Mme Raymonde Le Texier.  - L'écart entre les retraites des hommes et des femmes ne se résorbe pas. Si une femme s'arrête pour mettre au monde un enfant, elle n'a droit ni à une prime ni à une promotion, comme elle pourrait y prétendre, à son retour. Et c'est pareil si elle recommence alors que ses enfants paieront nos retraites.

M. le ministre nous dit que les écarts de salaires à l'embauche n'existent quasiment plus. C'est faux. Ils persistent, et de manière caricaturale. Nous avons tous des exemples de ce type en mémoire. Votons cet amendement. (Applaudissements sur les bancs socialistes)

M. Bernard Cazeau.  - En se focalisant exclusivement sur les enjeux financiers, cette réforme fait l'impasse sur les enjeux sociaux. Elle favorise ceux qui sont en haut de l'échelle. La France a l'un des systèmes les plus défavorables aux classes moyennes. De nombreuses femmes touchent des pensions inférieures au seuil de pauvreté. Nos propositions sont donc justes et raisonnables. (Applaudissements sur les bancs socialistes)

L'amendement n°60 n'est pas adopté.

M. le président.  - Je vais mettre aux voix l'amendement n°746.

Mme Annie David.  - Cet amendement traite de la solidarité intergénérationnelle qui doit passer par une réelle politique de l'emploi.

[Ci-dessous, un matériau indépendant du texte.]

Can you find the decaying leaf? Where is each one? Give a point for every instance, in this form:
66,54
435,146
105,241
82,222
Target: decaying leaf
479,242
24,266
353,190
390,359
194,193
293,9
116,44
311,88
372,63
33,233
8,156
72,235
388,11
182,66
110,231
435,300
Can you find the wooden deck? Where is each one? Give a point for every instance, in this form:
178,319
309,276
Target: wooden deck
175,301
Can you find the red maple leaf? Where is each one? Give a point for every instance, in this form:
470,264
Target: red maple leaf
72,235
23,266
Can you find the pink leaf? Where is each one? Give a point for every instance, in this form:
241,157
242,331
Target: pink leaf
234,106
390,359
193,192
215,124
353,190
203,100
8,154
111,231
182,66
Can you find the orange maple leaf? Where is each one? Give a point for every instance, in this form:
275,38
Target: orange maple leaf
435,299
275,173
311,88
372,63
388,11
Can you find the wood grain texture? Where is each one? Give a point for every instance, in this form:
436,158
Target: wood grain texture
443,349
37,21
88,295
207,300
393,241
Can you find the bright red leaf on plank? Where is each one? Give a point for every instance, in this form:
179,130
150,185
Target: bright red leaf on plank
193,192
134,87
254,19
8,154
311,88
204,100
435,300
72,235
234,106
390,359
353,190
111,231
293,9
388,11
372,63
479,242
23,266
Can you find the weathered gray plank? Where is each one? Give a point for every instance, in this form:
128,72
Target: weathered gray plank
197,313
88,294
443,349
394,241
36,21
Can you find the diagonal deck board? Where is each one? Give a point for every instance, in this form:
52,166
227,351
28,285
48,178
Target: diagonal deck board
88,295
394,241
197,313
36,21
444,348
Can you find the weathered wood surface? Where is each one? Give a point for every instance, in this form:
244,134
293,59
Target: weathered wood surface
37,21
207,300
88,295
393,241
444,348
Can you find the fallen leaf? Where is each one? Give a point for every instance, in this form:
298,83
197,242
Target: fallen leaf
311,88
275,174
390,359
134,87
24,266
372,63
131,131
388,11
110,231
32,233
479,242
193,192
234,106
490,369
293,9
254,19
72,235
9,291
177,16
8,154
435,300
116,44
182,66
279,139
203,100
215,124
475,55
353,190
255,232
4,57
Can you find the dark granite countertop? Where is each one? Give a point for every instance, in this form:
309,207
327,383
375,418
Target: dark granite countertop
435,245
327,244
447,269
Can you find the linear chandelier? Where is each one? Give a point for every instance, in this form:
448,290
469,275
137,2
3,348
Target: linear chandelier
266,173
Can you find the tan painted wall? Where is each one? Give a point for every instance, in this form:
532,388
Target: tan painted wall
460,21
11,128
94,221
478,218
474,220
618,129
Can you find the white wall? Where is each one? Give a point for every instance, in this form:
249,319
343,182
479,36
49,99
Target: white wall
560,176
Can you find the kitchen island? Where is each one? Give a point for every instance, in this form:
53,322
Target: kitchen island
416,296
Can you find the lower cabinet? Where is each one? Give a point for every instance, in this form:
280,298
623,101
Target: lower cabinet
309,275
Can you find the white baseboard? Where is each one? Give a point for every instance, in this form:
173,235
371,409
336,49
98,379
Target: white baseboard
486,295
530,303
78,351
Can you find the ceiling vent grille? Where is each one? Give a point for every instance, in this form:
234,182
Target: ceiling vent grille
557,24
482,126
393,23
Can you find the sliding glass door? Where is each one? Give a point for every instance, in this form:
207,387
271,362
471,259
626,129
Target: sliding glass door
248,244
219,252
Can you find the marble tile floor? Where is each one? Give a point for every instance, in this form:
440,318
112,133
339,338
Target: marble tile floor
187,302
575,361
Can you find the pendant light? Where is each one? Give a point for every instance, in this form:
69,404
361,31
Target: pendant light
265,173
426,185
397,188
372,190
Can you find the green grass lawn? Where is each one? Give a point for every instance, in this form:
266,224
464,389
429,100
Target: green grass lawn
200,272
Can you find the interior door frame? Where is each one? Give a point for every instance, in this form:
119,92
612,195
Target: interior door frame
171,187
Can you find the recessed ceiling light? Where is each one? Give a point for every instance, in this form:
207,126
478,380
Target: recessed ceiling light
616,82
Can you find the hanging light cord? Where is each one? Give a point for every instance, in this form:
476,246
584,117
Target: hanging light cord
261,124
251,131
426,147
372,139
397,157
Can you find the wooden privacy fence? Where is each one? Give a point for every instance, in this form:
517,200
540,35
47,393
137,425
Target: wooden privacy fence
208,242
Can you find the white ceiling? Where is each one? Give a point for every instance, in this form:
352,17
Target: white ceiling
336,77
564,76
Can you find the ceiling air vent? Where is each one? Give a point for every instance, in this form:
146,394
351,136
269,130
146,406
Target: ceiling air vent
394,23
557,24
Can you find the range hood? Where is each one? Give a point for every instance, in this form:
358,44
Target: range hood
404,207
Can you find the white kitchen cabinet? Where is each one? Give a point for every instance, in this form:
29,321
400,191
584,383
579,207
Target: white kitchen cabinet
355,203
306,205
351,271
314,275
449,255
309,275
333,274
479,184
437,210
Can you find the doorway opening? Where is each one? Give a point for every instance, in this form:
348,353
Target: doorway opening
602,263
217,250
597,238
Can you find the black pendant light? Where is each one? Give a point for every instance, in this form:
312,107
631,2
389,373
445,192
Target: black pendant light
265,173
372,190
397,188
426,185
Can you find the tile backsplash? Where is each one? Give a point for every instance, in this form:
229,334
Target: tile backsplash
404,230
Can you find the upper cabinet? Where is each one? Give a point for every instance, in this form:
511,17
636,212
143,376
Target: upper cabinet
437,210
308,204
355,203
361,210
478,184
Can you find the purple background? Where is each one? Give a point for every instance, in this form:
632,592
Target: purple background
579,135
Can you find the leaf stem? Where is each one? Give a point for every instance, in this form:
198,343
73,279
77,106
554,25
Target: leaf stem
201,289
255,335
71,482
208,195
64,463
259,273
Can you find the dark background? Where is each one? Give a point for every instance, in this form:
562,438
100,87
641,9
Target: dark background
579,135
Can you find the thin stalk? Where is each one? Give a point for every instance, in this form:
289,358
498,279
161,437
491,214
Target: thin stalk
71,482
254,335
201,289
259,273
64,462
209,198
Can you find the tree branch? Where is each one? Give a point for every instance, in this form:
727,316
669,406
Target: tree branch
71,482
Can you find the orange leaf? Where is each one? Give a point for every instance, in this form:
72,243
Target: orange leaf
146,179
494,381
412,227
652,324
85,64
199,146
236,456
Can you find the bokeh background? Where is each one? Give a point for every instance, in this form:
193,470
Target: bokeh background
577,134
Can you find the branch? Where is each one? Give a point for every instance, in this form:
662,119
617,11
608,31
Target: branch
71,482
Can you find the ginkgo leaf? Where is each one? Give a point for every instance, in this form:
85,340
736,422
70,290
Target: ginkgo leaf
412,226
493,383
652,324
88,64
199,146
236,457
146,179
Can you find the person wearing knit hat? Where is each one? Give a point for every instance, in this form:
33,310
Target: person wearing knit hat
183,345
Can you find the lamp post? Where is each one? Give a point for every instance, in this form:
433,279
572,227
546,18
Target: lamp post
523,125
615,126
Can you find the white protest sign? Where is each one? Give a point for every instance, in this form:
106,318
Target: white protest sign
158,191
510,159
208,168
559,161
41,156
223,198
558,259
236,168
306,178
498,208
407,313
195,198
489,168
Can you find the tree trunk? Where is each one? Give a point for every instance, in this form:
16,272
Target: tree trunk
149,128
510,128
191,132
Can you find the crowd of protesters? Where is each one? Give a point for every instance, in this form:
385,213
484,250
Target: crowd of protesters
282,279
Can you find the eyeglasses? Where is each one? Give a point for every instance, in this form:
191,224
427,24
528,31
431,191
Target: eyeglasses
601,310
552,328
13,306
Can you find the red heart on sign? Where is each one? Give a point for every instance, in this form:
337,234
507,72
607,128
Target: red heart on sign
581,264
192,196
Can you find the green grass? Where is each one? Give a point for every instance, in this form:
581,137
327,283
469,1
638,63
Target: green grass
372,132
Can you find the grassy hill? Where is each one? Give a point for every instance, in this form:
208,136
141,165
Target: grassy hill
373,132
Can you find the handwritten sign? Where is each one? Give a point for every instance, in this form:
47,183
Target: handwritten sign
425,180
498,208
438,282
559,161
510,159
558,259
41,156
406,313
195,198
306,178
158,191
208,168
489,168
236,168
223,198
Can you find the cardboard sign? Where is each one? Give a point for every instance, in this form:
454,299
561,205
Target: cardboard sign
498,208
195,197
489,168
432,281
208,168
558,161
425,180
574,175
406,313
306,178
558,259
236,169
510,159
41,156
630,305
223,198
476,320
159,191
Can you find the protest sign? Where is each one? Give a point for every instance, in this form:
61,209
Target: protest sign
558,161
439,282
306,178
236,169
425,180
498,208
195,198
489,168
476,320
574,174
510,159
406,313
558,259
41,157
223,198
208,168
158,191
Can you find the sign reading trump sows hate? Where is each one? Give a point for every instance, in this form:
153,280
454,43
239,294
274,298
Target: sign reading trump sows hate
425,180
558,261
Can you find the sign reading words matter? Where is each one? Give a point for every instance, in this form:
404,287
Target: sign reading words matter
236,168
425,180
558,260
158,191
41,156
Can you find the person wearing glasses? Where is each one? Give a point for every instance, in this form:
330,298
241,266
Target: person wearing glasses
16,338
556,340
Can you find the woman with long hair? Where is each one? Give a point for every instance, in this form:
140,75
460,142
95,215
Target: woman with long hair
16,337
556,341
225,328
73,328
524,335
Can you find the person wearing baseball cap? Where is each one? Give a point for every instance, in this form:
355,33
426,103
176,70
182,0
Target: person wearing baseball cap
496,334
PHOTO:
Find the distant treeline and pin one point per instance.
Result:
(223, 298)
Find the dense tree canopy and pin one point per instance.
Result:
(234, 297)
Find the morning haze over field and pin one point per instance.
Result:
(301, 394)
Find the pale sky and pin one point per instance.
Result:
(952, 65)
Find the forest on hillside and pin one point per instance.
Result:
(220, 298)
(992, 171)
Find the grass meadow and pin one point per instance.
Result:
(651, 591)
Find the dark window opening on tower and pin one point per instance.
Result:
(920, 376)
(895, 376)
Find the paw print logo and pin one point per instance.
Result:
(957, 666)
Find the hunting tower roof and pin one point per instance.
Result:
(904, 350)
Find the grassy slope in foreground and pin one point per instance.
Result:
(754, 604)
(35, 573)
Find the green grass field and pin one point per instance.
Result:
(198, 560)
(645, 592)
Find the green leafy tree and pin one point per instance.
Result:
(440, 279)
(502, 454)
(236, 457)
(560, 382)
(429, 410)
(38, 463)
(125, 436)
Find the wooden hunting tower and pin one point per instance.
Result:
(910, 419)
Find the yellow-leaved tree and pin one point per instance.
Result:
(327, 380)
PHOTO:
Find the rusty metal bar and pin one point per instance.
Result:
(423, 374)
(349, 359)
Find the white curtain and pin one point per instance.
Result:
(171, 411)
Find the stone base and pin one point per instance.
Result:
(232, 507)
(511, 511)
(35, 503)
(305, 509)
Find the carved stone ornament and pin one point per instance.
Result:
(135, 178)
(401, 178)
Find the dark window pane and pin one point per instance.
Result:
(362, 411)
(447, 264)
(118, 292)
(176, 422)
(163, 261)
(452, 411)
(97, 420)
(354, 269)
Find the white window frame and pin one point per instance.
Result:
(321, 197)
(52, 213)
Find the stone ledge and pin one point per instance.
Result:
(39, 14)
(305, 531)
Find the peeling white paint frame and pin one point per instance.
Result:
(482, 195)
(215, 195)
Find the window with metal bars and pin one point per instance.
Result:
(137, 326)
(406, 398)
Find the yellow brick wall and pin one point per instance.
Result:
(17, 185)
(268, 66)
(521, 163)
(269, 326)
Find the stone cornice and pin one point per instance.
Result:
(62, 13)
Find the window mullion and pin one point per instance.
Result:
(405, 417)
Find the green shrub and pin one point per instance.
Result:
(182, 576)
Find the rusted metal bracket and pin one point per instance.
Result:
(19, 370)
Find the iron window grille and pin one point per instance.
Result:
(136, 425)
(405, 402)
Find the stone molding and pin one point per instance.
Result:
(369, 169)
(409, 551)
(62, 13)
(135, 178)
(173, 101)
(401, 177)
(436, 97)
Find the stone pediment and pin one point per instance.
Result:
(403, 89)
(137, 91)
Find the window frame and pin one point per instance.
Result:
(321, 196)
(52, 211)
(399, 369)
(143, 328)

La crise a entraîné, avec la destruction de 680 000 emplois, une perte de 600 millions dans les caisses de retraite. Le plein emploi est donc nécessaire. Or, les jeunes et les seniors sont touchés par un chômage de masse. Ils veulent pouvoir travailler pour cotiser. Une politique de l'emploi stable et bien payé est nécessaire, mais vous faites l'inverse. Pôle emploi, qui transforme des CDI en CDD, devrait d'ailleurs donner l'exemple. Les suicides qui s'y multiplient doivent vous interpeller, monsieur le ministre. Voulez-vous que l'exemple de France Télécom s'y généralise ?

Rien à voir avec les exigences du Medef que vous écoutez avec complaisance.

Mme Isabelle Pasquet.  - Un grand nombre de jeunes sortis du système scolaire sans formation sont au chômage. Dans les zones sensibles, la jeunesse tente pourtant de se former. Et c'est pourquoi elle manifeste autant contre cette réforme. Ces jeunes savent que les pensions qui leur seront versées ne leur permettront pas de vivre. Avec votre politique, ils savent qu'un long chemin de croix les attend. (Applaudissements sur les bancs CRC)

M. David Assouline.  - Un mot sur la jeunesse : aujourd'hui, on sent qu'elle est en mouvement. Elle est concernée par ce débat. Les jeunes savent qu'en commençant à travailler à 30 ans, ils n'auront donc pas leurs quarante annuités avant 70 ans. Veut-on retarder jusque-là l'âge de leur retraite ?

L'ensemble de la jeunesse se sent concernée par ce « trou » d'avenir devant elle. Nous discutons de son avenir. Il n'y a pas de réforme possible sans qu'elle y adhère. Si les jeunes n'ont pas confiance, le système, dont ils se détourneront, va péricliter de lui-même. Il faut donc voter cet amendement.

M. Jean Desessard.  - Notre société aime la jeunesse, mais pas les jeunes. Elle les infantilise.

M. Alain Gournac.  - C'est vrai.

M. Jean Desessard.  - Elle considère qu'ils ne savent pas travailler : dans un premier emploi, un jeune touche 40 % de moins que le salaire moyen ; de mon temps, l'écart n'était que de 10 %.

Le ministre du travail nous parle de mesures pour favoriser le travail des seniors. Si de telles mesures sont suffisantes pour faire travailler un senior à 60 ans, pourquoi ne pas faire de même pour les jeunes de 23, 24 ou 25 ans ? Répondez, monsieur le ministre, à cette question que je vous ai déjà posée. (Applaudissements à gauche)

L'amendement n°746 n'est pas adopté.